Is your 65th birthday around the corner? Are you retiring in the next month or two? If so and you will need Medicare coverage, how are you going to enroll?

In normal times, you could choose to visit your local Social Security office. Or, you might call Social Security at its main number ((800) 772-1213) and make a telephone appointment. However, these are not normal times. All the Social Security offices are closed because of the coronavirus national emergency. Social Security’s automatic system is telling those who call that the wait time is in excess of 55 minutes. One of my clients reported that she was disconnected after 90 minutes, without talking to anyone.

That leaves the third method as your best choice. Enroll online. According to Social Security, this can take less than 10 minutes with no forms to sign and usually no documentation to submit. Online enrollment is available only during designated hours, beginning at 5:00 AM six days a week (8:00 AM on Sunday) through at least 10:00 PM every day. Social Security will process your application and contact you if they need more information.


  • Online enrollment sounds like a great way to enroll; however, there are caveats.
  • You must enroll through a my SSA account. If you don’t have one, you will need to establish one.
  • If you have put a freeze on your credit, you won’t be able to establish an account until you thaw your credit.
  • Not everyone can apply online. Online enrollment is limited to those who are at least 64 years and nine months old and are not enrolled in Medicare or receiving Social Security benefits. That means, if you signed up for Social Security before age 65 or you’re over 65 and enrolled in Part A, you cannot use the online system.

Confirming identity

For those who don’t have a my Social Security account, there can be another big obstruction to online enrollment. During the process of setting up an account, Social Security will use the information to verify your identity against their records. In the case of discrepancies, the system will lock out the user for 24 hours.

What can create this problem? Based on what I have seen, the number one cause is failing to update Social Security about changes in name and address. Consider these recent examples.

  • A woman got a divorce and took back her maiden name. Social Security could not verify her name. 
  • A man moved five times in the last two years. His current address did not match the one in Social Security’s system. 

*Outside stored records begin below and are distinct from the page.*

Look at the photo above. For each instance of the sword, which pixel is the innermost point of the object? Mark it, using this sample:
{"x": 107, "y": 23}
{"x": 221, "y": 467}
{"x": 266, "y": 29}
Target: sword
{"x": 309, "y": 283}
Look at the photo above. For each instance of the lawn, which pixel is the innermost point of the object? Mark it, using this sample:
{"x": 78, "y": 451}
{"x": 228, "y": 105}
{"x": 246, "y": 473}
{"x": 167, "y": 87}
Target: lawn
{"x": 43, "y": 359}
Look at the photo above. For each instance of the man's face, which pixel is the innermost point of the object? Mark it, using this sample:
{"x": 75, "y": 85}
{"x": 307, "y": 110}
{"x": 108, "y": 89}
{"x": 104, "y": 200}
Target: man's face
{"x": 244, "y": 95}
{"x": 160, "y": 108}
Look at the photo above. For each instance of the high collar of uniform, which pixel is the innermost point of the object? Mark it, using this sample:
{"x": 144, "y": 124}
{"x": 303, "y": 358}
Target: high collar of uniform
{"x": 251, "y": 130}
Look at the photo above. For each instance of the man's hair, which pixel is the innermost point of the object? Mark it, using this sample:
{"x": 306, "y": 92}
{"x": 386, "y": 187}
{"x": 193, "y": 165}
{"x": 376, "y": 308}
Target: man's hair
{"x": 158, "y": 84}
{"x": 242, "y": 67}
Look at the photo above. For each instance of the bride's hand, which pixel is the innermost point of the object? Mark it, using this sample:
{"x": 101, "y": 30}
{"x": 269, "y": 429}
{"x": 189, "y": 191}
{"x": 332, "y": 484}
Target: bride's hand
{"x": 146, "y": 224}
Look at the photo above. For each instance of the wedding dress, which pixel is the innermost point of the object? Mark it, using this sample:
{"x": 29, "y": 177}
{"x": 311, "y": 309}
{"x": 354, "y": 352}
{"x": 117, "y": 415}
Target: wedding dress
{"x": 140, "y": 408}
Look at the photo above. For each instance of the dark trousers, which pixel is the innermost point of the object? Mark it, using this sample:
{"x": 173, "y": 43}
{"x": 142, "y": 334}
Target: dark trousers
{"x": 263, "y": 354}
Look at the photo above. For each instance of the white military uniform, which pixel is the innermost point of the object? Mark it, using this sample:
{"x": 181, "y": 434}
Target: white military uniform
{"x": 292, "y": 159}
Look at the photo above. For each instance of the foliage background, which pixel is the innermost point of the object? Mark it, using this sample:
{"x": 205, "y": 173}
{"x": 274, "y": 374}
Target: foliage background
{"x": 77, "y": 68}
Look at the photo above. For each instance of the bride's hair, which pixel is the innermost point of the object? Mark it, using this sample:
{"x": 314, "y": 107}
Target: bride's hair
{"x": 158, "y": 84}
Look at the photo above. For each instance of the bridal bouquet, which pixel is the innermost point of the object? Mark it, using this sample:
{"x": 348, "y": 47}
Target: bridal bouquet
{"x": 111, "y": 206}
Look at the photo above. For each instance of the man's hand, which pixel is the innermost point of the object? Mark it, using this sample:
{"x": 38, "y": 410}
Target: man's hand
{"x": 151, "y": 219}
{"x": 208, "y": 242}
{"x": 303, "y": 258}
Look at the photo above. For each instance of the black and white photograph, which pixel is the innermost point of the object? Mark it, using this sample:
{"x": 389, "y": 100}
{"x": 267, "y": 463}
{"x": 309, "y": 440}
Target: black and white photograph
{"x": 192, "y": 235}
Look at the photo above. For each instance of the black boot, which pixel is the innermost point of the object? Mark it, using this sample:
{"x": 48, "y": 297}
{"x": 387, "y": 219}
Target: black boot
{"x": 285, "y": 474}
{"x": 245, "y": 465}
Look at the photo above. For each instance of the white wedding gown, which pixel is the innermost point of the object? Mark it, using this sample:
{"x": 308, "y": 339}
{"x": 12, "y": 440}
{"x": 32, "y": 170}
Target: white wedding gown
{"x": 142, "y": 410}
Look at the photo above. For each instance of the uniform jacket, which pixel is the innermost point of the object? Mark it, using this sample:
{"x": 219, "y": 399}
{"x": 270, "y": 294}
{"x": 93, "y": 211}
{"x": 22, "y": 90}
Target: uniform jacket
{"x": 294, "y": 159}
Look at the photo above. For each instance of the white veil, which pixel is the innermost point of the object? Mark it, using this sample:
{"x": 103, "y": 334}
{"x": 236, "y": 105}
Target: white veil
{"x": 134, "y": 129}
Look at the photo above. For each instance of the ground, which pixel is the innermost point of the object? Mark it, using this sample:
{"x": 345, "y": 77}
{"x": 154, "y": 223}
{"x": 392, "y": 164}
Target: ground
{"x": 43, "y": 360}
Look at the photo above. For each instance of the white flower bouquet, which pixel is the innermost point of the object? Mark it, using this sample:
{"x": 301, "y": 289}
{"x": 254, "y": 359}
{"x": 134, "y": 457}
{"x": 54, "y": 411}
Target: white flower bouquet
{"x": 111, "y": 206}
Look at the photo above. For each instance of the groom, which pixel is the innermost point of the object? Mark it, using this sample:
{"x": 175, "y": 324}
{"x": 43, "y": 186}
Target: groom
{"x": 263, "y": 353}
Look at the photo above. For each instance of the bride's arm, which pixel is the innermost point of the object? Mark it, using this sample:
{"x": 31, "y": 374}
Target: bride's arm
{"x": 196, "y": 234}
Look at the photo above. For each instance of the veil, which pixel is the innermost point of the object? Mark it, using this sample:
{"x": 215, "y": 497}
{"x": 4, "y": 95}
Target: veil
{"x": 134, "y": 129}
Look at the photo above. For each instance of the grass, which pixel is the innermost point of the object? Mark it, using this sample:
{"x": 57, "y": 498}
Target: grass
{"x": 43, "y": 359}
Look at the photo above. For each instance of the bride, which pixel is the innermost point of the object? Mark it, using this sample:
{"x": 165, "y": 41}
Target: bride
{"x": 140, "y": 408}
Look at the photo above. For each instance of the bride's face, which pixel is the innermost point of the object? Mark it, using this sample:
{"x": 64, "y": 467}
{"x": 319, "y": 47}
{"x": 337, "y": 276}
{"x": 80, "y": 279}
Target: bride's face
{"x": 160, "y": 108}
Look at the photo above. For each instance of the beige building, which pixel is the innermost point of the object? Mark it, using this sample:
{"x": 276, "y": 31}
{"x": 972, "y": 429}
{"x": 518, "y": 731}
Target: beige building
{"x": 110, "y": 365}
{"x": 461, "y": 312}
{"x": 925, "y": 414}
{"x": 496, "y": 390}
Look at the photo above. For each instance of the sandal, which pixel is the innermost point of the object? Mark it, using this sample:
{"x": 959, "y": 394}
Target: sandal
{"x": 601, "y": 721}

If unable to pass the verification process, you will need to call Social Security and, at the prompt, say “helpdesk.” If your call is answered, the agent will say that you need to submit original documents (no photocopies) to prove your identity. Discuss with the agent how to do that. 

If you’re under the enrollment gun, here are two tips. 

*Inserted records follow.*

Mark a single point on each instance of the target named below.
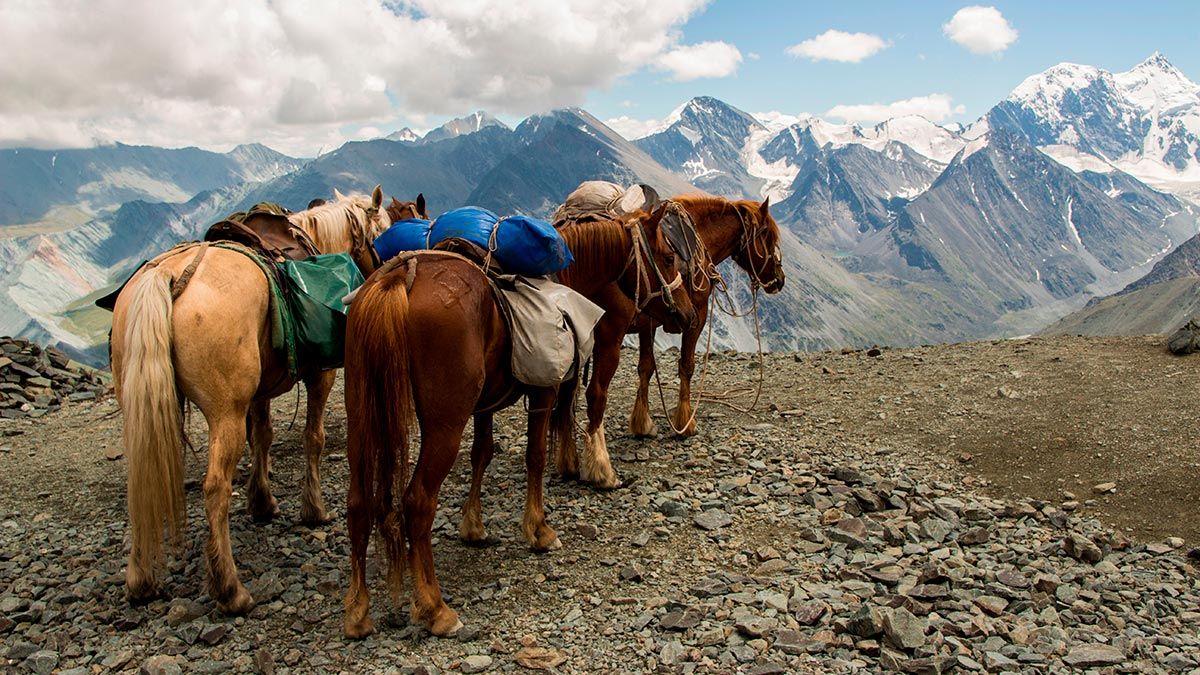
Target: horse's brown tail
(154, 420)
(378, 413)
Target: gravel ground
(1015, 506)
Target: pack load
(411, 234)
(600, 199)
(520, 244)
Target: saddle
(267, 231)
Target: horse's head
(365, 220)
(407, 210)
(655, 281)
(757, 250)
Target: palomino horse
(748, 233)
(213, 345)
(425, 338)
(743, 230)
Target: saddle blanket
(551, 327)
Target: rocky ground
(1017, 506)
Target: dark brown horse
(751, 239)
(742, 230)
(427, 340)
(400, 210)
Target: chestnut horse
(426, 339)
(748, 233)
(213, 345)
(743, 230)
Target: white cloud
(701, 60)
(839, 46)
(298, 75)
(935, 107)
(631, 129)
(982, 30)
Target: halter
(749, 243)
(359, 244)
(641, 242)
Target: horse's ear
(652, 223)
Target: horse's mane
(705, 204)
(331, 225)
(594, 244)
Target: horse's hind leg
(481, 451)
(540, 536)
(227, 436)
(439, 446)
(640, 423)
(567, 457)
(312, 507)
(597, 465)
(259, 502)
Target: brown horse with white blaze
(426, 340)
(209, 339)
(742, 230)
(749, 234)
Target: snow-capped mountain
(460, 126)
(403, 135)
(705, 141)
(1144, 121)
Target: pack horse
(426, 341)
(196, 323)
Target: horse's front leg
(640, 423)
(317, 386)
(472, 530)
(540, 536)
(684, 422)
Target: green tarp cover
(316, 287)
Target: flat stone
(160, 664)
(713, 519)
(42, 662)
(991, 604)
(1093, 655)
(905, 629)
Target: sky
(306, 76)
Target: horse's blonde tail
(149, 401)
(379, 411)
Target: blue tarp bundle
(522, 245)
(411, 234)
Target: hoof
(359, 628)
(313, 518)
(240, 604)
(264, 511)
(142, 593)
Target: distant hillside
(1161, 302)
(35, 183)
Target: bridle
(641, 243)
(750, 245)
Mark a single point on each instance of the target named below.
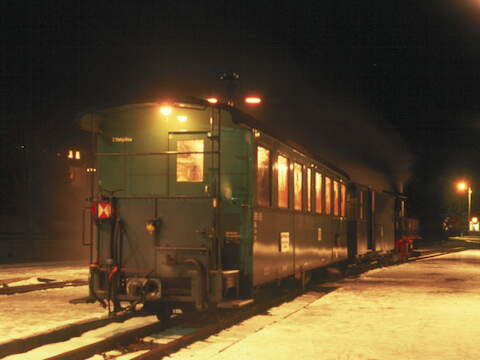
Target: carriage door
(370, 212)
(189, 170)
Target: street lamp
(462, 186)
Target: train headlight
(102, 210)
(152, 225)
(165, 110)
(149, 289)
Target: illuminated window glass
(336, 197)
(318, 193)
(263, 176)
(282, 164)
(309, 189)
(297, 186)
(328, 196)
(190, 166)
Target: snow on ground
(35, 312)
(29, 273)
(429, 310)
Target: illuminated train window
(263, 176)
(328, 196)
(282, 167)
(190, 164)
(297, 186)
(318, 193)
(336, 198)
(309, 189)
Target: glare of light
(166, 110)
(462, 186)
(253, 100)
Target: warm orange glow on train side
(253, 100)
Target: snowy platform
(24, 315)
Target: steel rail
(10, 290)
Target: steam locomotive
(196, 205)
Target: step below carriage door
(190, 171)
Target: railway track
(187, 331)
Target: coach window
(309, 189)
(297, 186)
(318, 193)
(328, 196)
(190, 160)
(263, 176)
(336, 198)
(282, 167)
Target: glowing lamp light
(166, 110)
(462, 186)
(104, 210)
(212, 100)
(253, 100)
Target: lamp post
(462, 186)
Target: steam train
(196, 205)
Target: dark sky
(407, 66)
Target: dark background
(392, 85)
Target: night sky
(359, 71)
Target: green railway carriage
(195, 204)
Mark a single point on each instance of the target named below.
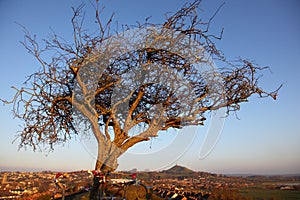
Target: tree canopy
(128, 85)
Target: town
(164, 184)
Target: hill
(179, 170)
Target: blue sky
(266, 137)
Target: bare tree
(128, 85)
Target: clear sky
(264, 140)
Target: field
(258, 193)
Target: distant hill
(179, 171)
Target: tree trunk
(105, 164)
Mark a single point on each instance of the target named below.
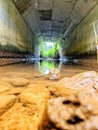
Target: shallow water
(43, 67)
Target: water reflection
(47, 65)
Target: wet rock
(6, 101)
(4, 86)
(76, 112)
(19, 82)
(53, 74)
(87, 80)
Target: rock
(53, 74)
(35, 99)
(6, 101)
(19, 82)
(86, 80)
(76, 112)
(4, 86)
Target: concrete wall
(14, 33)
(84, 38)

  • Get up early, call Social Security at (800) 772-1213 and be persistent. The website says to call between 7:00 AM and 7:00 PM Monday through Friday. However, one woman on the west coast got up at 4:00 AM and finally connected with an agent 80 minutes later.
  • If you do not connect with an agent, consider sending a letter to the local Social Security office explaining the situation and your repeated attempts to contact by phone, and asking for guidance. Include a phone number and maybe Social Security might call.  

Plan ahead 

As with any situation, prevention is the best solution. Even though you may not be thinking about Medicare enrollment now, consider these actions so you’ll be set to go when it’s time. 

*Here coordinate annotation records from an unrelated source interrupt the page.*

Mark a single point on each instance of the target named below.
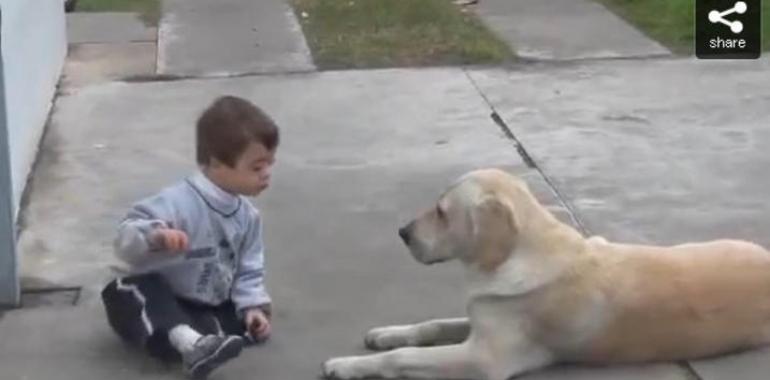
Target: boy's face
(250, 175)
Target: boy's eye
(440, 212)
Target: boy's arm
(133, 243)
(249, 288)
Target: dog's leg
(428, 333)
(444, 362)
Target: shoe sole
(229, 349)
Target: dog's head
(474, 220)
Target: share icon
(718, 17)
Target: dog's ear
(494, 232)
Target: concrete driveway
(649, 151)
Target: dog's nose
(404, 233)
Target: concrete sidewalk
(565, 30)
(650, 152)
(343, 186)
(226, 37)
(659, 152)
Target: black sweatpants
(142, 309)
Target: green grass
(392, 33)
(148, 9)
(671, 21)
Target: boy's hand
(257, 324)
(172, 240)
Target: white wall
(34, 45)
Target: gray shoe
(210, 352)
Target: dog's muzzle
(405, 233)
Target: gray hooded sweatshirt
(225, 259)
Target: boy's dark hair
(228, 126)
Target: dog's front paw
(344, 368)
(390, 337)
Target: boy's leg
(144, 310)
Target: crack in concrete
(529, 161)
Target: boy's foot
(209, 352)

  • Establish a my SSA account, if you don’t have one. 
  • If you have an account, try logging in. You will need to enter your username and password. Social Security will send a security code by text message or email (your choice), which you would enter and transmit back. 
  • Notify Social Security about a change in your name and/or address.

Even if we weren’t dealing with the coronavirus, Medicare enrollment can be a scary process. It doesn’t have to be if you plan ahead and know what to do.